Les secrets des parchemins d’Herculanum brûlés il y a 2000 ans seront révélés grâce aux nouvelles technologies

Une énorme richesse de connaissances enfermée dans des centaines d’anciens rouleaux de papyrus brûlés par l’éruption du Vésuve en 79 après J.-C., peut maintenant être révélée grâce à une nouvelle technologie qui permet de lire les textes.

Cette technique, publiée dans la revue Nature Communications , consiste en une sorte de tomographie à contraste de phase par rayons X, qui permet de mettre en évidence les lettres en fonction de leur hauteur légèrement surélevée sur le papyrus. Jusqu’à présent, six parchemins ont été analysés avec cette méthode et le texte qui en résulte est actuellement en cours de traduction.

« La ville romaine de Pompéi et la riche ville balnéaire voisine d’Herculanum ont toutes deux été anéanties lors de l’éruption du Vésuve en 79 après J.-C., tuant des milliers de personnes et recouvrant de cendres et de lave de belles villas », écrit Live Science .
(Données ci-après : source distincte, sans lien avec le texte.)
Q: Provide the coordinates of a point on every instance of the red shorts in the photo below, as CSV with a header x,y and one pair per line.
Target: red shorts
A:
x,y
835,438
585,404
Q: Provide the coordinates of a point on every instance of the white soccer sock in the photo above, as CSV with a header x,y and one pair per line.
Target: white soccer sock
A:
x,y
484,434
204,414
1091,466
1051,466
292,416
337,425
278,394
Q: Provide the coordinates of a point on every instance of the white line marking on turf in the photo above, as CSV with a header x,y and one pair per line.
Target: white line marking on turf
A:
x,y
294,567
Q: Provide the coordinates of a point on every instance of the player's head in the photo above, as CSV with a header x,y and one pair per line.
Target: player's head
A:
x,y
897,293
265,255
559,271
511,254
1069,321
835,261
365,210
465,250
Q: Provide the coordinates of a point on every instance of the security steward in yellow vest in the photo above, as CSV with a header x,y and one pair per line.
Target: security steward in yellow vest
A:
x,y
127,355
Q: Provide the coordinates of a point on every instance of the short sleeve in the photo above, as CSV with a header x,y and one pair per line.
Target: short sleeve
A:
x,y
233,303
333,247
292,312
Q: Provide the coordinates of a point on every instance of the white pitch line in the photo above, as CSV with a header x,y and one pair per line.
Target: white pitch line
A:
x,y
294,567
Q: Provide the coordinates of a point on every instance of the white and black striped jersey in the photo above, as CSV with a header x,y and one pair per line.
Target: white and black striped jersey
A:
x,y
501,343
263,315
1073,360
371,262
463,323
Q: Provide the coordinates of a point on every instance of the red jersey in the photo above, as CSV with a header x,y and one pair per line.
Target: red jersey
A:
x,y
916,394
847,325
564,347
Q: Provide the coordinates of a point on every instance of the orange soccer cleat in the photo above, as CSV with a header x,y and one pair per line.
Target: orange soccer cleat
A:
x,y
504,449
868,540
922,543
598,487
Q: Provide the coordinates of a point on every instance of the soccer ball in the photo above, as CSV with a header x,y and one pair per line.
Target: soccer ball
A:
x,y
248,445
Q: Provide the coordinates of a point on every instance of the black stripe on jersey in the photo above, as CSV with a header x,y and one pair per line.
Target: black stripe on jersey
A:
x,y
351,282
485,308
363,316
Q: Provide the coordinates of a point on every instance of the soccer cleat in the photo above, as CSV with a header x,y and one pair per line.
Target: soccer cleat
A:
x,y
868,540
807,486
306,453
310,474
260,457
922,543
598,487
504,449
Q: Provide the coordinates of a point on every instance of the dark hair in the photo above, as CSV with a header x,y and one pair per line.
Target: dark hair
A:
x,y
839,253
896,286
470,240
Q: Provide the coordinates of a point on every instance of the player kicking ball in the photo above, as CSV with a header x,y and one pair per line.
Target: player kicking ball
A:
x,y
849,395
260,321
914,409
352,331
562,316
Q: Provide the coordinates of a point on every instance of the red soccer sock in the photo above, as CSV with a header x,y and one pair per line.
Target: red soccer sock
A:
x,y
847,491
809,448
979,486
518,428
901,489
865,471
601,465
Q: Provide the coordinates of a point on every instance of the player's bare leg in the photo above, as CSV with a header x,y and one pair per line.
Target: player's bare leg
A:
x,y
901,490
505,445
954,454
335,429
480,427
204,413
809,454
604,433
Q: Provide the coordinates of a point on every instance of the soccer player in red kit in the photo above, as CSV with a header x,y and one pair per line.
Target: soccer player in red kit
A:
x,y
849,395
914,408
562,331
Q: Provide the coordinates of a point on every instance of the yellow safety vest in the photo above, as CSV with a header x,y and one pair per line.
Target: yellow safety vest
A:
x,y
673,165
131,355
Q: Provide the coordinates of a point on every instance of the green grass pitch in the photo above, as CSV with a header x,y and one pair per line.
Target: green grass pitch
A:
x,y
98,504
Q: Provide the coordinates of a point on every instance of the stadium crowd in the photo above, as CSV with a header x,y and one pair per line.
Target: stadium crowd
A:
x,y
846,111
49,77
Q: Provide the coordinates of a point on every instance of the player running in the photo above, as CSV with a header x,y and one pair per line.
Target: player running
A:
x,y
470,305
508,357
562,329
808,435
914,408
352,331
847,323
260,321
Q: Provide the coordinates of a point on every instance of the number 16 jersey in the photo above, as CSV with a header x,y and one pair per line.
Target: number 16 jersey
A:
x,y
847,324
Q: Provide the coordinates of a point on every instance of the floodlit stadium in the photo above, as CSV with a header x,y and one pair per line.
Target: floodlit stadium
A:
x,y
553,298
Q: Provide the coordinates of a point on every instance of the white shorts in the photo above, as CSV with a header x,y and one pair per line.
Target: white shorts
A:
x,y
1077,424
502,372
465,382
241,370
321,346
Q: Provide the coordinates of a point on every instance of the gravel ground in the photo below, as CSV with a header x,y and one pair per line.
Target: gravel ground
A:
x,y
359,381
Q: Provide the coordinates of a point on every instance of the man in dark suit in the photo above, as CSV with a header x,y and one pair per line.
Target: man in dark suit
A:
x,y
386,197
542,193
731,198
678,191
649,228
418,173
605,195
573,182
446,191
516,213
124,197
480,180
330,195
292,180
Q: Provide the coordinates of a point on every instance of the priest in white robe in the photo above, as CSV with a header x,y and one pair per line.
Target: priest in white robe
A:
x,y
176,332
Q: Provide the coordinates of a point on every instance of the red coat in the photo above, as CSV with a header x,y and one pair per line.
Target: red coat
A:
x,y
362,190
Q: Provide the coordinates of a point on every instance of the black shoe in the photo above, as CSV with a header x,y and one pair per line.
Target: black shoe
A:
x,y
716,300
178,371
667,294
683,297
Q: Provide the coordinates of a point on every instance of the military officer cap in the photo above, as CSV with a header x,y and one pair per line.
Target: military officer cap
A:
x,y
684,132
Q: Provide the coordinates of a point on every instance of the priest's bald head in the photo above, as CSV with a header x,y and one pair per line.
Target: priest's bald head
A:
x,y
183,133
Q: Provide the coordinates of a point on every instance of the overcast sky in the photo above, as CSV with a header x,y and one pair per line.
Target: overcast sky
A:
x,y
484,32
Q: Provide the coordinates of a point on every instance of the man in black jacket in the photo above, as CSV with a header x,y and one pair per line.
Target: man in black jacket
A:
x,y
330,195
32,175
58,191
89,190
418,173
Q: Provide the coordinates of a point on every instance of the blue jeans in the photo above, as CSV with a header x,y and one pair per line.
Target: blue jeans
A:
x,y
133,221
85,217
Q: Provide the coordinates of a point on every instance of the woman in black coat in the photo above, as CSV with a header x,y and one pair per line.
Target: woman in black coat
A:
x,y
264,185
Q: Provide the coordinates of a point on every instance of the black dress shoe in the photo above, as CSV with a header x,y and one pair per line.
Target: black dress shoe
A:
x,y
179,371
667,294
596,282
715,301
Dans les années 1970, des ouvriers ont découvert une bibliothèque dans une villa que l’on croyait être la maison d’un homme d’État romain, ou même du beau-père de Jules César, Lucius Calpurnius Piso Caesoninus. Le site, aujourd’hui connu sous le nom de Villa de Papyri, a été fouillé par l’archéologue Karl Weber entre 1970 et 1975 au moyen de galeries souterraines. On y a trouvé près de 2 000 anciens rouleaux de papyrus, les « papyri Herculanum ».

Villa des Papyri sur le site archéologique d'Herculanum

Villa des Papyri sur le site archéologique d’Herculanum ( CC BY SA 3.0 ).

Au moment de l’éruption du Vésuve, la précieuse bibliothèque était emballée dans des caisses prêtes à être déplacées en lieu sûr lorsqu’elle a été dépassée par un flux pyroclastique ; l’éruption a fini par déposer quelque 20-25 m de cendres volcaniques sur le site, carbonisant les parchemins mais les préservant – l’une des rares bibliothèques de l’Antiquité qui subsistent.

Selon le linguiste et paléographe britannique David Diringer, plus de 340 des parchemins sont presque complets, environ 970 sont partiellement décomposés et partiellement déchiffrables, et plus de 500 sont complètement carbonisés.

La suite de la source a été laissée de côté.